Most of the flowers have given it up for now. June tends to bake us all in Tempe. The lily pond doesn’t mind though.

Yellow Lily

January 7, 2006

What will last?

Filed under: Garden Diary — Dhuish56 @ 4:29 pm

Happy New Year. Here is a pic of a saguaro, freshly planted in the front yard. (Is it still a yard once it has been converted from bermuda grass to desert landscape?)

Sammie must be about 6-7 years old, if this website is correct. It will take about 50 years to reach 7 feet tall. It’s interesting to think that even 30 years from now, this will be an old neighborhood by Arizona standards (and fates willing, I will be an oldster too.) Sammie, if the bugs, woodpeckers, global warming, and renegade trick-or-treaters don’t get him, will be a “columnar juvenile”. Wow! Will the mesquite tree have come and gone by then?

What seems sure is that this blog will be long long gone. The way technology changed in the last ten years, it is safe to believe that people will not be doing google searching with a keyboard to find words and pics of anyone’s front yard by then. I can’t predict what tools we’ll use for sharing, but I am sure that the contrast between “slow and steady of the saguaro”, and “new gadgets every 18 months” will be interesting.

Sammie is here, and we hope he’s here to stay.

sammie saguaro

December 24, 2005

Two Weeks of Ristra Making

Filed under: Garden Diary — Dhuish56 @ 12:59 pm

Here’s my gringo method: Get some anaheim green chiles (see December 11th post), and a nail and some fishing line.
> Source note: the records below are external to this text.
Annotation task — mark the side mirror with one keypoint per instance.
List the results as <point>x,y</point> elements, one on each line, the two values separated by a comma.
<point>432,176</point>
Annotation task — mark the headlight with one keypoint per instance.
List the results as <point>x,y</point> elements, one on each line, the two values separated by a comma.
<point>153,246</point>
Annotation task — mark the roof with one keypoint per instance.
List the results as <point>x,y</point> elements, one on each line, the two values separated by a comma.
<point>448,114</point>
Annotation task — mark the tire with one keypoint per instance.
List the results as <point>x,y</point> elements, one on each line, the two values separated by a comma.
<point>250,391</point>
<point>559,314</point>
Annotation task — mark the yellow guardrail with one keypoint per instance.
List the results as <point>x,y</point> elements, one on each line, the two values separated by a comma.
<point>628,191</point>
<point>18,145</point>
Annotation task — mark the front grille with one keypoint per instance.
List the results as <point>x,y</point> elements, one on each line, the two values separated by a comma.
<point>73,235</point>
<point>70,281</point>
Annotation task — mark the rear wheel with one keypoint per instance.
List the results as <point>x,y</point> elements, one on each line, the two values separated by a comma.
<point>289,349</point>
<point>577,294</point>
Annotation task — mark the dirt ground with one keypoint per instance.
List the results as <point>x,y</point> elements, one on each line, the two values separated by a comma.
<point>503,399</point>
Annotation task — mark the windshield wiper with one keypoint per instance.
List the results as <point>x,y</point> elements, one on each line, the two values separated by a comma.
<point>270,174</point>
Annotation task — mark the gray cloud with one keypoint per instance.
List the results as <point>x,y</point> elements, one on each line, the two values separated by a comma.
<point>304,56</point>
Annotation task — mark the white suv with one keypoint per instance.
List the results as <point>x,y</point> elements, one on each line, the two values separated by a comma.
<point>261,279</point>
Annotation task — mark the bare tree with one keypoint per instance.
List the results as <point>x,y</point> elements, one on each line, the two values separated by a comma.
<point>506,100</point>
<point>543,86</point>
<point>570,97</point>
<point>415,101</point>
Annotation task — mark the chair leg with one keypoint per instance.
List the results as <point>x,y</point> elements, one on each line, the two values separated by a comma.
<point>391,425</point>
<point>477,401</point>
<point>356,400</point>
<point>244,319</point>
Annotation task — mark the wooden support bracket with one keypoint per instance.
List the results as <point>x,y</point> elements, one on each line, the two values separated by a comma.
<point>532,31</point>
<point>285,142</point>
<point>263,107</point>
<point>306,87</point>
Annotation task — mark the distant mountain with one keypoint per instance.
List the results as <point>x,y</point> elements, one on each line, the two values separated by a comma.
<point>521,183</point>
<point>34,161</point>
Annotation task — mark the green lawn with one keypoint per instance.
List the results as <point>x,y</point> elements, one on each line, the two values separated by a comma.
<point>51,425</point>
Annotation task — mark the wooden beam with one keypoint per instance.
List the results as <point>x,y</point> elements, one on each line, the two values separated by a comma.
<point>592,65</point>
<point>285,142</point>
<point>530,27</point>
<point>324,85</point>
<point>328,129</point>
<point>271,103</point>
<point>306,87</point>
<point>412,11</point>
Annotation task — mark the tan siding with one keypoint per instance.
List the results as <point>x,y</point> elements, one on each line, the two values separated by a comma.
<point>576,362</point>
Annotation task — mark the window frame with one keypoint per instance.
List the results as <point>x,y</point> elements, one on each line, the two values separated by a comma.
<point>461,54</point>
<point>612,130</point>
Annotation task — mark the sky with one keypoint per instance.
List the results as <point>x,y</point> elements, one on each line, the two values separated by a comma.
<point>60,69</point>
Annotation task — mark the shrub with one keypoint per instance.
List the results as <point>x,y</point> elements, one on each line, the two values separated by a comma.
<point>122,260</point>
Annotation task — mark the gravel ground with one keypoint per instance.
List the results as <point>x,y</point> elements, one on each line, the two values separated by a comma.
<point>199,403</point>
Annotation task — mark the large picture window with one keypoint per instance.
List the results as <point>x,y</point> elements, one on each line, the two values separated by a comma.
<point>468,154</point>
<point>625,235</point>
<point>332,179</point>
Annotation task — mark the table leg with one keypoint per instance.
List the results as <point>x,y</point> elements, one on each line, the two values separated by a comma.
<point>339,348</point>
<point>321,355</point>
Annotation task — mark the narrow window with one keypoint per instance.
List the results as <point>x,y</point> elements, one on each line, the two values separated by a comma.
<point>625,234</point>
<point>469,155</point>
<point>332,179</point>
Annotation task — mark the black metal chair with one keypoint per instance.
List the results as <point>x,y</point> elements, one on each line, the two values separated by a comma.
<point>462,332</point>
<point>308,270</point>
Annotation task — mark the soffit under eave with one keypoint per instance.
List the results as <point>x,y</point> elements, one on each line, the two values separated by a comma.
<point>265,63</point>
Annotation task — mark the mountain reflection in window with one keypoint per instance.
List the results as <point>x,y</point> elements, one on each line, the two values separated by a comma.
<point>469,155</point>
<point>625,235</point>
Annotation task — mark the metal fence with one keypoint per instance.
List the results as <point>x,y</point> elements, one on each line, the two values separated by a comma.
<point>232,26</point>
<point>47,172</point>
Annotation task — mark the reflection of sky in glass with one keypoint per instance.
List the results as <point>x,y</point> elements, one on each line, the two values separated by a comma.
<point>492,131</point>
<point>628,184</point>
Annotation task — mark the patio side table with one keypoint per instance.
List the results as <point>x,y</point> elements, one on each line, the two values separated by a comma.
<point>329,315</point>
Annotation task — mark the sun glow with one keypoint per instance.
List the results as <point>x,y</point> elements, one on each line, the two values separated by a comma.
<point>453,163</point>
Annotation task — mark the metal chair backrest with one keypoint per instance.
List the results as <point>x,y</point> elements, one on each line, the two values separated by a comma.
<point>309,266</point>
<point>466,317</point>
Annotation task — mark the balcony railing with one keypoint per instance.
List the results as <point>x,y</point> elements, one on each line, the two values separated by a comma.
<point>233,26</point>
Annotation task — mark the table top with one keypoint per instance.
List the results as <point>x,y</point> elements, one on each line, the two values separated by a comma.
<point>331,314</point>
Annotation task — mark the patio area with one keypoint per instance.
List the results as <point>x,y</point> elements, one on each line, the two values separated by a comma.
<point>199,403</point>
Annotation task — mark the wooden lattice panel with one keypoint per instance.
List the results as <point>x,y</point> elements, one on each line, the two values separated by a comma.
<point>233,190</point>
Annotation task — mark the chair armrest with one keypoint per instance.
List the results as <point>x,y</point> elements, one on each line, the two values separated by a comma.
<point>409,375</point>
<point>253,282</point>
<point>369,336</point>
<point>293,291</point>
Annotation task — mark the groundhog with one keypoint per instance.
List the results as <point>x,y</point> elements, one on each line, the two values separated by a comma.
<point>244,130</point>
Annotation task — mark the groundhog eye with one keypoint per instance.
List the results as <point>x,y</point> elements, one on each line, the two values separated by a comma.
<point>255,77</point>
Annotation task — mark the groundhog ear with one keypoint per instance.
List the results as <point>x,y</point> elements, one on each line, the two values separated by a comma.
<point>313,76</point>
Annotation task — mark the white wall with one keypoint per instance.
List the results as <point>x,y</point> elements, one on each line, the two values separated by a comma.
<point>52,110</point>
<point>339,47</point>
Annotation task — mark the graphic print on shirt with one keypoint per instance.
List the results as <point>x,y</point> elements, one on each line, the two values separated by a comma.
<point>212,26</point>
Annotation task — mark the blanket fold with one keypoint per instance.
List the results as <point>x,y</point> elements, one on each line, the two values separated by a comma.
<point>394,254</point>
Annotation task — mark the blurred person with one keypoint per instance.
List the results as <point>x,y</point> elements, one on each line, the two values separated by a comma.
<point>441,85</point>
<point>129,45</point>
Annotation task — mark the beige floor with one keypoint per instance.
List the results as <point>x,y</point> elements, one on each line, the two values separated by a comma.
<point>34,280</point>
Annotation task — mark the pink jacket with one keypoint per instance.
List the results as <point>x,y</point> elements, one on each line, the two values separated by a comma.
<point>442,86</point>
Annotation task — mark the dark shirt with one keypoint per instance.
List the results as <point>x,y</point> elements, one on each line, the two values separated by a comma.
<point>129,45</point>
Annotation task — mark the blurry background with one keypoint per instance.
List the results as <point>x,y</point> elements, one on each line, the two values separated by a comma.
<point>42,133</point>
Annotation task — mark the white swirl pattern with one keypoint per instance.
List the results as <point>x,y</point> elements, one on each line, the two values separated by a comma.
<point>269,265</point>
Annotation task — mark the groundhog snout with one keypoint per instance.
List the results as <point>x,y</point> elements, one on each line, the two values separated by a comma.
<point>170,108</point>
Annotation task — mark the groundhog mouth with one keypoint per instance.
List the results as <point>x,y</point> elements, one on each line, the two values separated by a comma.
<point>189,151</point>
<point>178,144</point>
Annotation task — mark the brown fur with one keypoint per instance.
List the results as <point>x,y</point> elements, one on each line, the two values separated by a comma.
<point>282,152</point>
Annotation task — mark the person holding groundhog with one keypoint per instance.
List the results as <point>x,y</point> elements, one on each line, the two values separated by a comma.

After you let the chile stem start to wilt a little bit (3-4 days) you poke holes in the stems with the nail, and string them up like catfish on a stringer. Oh yeah, you’ll need a good clunky knot in one end of the fishing line. Hang ‘em up, and about every 2-3 days you push the chiles down towards the knot at the end. Here’s what they look like after two weeks — all red, but not very wrinkly yet.
Ristra in progress

December 19, 2005

I’m not sorry…

Filed under: Garden Diary — Dhuish56 @ 8:07 pm

Remember the scene in Long Hot Summer where Jody starts the fire in the horse barn, and is saying, without conviction, “I’m not sorry… I’m not sorry.” Well, that could be me as far as my frost damaged garden is concerned. My front-porch, under-the-eaves thermometer read 33.8 degrees one early morning last week. I had told myself I didn’t want plants that needed too much pampering, but now that I have a nasturtium sprout, and a bell pepper plant, both the worse for wear I am really sorry I didn’t protect them. Sometimes you want to let nature take its course, but you can’t expect a frost sensitive plant to evolve protection on the fly. So, we’ll start over again with those plants… in preparation for the long hot summer to come.